FBAA managing director Peter White (pictured above) noted that despite the low-key rollout, brokers, lenders, and other financial sector participants are now subject to a new annual levy to fund the scheme.
“CSLR is funded by industry, and it means that there is now an avenue for a consumer to make a claim of up to $150,000 if it is determined that someone in the financial services sector, including a finance broker, has engaged in misconduct,” White said.
See LinkedIn post here.
CSLR is financed by a new annual levy imposed on brokers, lenders, and other financial entities. This development introduces a significant shift in how financial misconduct claims are managed within the industry.
“Just as the scheme is named, this is only claimable as a last resort, which means when PI (professional indemnity) insurance won’t pay,” White said.
The establishment of the CSLR follows recommendations from the Ramsay Review and endorsements from the Financial Services Royal Commission.

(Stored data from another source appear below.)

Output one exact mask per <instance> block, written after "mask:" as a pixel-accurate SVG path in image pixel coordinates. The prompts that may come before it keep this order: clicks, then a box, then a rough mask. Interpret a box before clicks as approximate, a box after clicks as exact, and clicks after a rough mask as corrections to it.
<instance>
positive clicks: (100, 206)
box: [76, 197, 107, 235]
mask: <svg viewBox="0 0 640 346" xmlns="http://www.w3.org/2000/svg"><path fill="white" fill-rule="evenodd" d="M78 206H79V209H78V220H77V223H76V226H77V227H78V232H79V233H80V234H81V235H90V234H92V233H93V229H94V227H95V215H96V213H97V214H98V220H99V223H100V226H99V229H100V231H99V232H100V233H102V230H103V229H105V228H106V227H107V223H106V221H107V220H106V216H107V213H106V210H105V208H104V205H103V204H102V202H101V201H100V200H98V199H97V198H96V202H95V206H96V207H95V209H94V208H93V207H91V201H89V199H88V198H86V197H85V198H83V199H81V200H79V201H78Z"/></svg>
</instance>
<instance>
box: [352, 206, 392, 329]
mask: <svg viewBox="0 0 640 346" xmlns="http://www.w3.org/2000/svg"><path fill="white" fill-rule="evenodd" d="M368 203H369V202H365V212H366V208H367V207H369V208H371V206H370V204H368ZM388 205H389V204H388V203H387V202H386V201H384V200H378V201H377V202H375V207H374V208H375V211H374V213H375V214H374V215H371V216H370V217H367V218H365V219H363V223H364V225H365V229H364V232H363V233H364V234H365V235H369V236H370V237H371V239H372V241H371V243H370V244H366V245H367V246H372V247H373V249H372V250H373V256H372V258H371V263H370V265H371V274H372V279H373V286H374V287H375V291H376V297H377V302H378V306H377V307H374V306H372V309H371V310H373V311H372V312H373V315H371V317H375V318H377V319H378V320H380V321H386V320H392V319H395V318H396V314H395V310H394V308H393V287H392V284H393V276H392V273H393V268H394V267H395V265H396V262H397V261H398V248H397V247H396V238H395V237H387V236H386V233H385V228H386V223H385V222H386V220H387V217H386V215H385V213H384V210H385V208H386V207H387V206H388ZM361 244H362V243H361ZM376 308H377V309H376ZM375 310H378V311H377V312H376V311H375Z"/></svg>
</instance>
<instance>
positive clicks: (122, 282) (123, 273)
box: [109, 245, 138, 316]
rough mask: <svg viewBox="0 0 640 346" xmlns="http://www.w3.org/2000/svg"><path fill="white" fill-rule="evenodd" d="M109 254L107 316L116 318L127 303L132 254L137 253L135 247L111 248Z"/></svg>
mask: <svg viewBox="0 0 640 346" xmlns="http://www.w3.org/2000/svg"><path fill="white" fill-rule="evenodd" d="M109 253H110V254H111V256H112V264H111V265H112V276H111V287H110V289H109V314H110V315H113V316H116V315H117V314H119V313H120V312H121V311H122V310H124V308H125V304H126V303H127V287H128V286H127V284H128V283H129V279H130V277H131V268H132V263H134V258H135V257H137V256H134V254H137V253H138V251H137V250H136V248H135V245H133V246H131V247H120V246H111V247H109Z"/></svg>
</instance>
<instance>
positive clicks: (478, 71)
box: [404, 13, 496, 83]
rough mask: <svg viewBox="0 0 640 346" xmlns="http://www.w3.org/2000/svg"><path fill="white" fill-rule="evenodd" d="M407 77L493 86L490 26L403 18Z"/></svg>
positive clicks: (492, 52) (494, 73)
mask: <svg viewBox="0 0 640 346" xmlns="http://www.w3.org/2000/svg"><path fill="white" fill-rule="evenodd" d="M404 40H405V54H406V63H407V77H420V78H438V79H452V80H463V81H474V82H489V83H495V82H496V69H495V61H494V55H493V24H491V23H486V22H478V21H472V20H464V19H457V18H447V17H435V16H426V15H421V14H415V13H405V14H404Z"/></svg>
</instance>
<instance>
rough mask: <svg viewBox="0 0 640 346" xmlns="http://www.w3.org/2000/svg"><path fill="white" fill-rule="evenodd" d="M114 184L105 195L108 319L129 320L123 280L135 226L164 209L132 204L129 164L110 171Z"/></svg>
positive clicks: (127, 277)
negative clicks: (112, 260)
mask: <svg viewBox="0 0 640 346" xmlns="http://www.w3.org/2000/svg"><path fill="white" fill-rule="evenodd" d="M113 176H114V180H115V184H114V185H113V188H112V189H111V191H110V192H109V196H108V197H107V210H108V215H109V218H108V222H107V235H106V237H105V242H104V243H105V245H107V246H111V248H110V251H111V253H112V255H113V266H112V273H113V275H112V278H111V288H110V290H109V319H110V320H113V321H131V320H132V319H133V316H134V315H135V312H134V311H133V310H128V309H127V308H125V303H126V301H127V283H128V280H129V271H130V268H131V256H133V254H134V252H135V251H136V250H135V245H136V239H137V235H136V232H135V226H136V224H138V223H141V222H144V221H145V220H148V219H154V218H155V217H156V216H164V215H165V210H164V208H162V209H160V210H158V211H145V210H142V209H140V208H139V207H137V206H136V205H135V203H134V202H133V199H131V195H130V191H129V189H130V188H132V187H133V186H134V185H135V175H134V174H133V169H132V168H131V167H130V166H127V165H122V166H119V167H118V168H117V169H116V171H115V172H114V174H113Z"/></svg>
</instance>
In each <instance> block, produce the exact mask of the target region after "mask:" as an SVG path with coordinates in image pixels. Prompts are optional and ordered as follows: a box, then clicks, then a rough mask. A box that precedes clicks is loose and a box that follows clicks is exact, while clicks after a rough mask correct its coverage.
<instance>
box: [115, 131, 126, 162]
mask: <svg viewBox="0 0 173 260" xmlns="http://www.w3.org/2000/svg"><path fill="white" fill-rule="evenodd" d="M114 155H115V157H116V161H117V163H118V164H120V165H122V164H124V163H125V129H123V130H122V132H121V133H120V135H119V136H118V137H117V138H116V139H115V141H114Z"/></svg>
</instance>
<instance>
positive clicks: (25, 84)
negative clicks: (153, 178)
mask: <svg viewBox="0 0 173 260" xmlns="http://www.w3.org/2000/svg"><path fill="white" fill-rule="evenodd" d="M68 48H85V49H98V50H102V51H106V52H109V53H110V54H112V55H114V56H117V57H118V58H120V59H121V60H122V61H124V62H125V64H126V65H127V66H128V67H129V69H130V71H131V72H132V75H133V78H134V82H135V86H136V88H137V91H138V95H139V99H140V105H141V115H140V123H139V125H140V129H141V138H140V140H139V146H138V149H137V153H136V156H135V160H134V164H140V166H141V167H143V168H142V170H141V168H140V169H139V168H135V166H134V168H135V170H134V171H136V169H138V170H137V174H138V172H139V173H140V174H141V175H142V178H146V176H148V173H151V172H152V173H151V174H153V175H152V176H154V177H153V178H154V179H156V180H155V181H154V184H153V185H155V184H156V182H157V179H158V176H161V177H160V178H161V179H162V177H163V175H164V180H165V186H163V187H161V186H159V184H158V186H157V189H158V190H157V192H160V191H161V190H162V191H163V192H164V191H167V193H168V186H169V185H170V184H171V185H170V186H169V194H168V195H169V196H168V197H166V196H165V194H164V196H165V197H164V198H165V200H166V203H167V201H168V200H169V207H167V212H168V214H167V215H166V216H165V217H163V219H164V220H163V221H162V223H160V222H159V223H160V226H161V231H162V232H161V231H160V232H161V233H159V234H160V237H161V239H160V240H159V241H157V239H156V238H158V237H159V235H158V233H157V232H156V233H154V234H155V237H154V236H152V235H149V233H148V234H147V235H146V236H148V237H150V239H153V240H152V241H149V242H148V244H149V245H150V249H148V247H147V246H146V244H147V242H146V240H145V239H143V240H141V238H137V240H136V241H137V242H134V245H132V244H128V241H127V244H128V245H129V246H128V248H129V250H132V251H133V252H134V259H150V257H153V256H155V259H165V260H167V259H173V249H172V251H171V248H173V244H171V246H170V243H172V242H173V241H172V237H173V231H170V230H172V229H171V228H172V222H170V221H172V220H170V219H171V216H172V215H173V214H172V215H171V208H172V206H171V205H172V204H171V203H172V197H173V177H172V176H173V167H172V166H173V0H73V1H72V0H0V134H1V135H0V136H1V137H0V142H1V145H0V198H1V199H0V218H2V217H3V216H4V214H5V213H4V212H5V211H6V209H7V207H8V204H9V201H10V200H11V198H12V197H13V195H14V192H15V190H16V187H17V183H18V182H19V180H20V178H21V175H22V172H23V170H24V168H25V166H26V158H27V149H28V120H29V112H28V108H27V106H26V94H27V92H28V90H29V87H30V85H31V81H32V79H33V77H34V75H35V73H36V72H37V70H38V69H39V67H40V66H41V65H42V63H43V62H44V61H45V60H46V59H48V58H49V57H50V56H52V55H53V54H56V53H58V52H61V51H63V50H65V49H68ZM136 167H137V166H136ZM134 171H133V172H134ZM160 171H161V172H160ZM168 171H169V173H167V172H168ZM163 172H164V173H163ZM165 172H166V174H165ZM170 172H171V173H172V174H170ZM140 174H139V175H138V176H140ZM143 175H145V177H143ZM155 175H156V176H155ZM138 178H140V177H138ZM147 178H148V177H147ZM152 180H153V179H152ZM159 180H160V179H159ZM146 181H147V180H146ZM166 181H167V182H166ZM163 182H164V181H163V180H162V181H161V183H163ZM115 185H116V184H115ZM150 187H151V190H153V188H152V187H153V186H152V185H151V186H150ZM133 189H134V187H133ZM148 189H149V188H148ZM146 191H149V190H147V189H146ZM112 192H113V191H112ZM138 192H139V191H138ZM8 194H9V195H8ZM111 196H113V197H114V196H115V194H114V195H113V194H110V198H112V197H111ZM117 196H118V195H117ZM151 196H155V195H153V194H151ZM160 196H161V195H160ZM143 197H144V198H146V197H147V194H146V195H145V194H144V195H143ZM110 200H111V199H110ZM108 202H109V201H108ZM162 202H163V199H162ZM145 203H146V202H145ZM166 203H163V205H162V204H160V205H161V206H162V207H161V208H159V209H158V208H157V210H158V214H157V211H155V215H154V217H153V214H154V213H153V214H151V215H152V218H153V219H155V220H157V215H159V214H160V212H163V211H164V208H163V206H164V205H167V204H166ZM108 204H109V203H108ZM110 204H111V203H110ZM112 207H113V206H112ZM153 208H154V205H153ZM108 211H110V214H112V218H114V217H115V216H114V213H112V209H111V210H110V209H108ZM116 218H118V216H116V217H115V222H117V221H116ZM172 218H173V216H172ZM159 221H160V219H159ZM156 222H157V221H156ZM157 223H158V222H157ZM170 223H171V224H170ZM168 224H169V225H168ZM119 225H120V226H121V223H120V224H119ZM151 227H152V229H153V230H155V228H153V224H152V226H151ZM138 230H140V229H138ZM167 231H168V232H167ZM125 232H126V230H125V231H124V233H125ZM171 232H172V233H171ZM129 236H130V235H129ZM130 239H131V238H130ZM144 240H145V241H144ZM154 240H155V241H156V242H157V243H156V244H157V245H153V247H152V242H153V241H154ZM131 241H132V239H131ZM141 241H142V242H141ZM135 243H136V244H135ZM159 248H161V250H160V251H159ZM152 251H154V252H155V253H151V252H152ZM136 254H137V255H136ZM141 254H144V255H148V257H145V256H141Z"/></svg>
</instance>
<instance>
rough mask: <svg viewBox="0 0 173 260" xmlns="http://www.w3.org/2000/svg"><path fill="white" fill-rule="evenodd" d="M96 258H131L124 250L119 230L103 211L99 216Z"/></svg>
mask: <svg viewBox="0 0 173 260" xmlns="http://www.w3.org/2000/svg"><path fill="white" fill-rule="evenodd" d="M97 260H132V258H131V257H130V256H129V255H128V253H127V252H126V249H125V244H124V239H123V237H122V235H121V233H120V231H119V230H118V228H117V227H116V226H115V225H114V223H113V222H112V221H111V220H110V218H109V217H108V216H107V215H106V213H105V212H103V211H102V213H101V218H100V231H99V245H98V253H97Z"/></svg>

The review underlined the scheme’s potential to “promote trust and confidence in the EDR (External Dispute Resolution) framework and the financial services sectors more broadly,” leading to its formation as an independent, not-for-profit company.
For more detailed information, brokers are encouraged to visit CSLR’s newly launched website. This platform is designed to help financial professionals understand the scope, application process, and operational aspects of the CSLR, ensuring they are well-prepared to navigate this new landscape.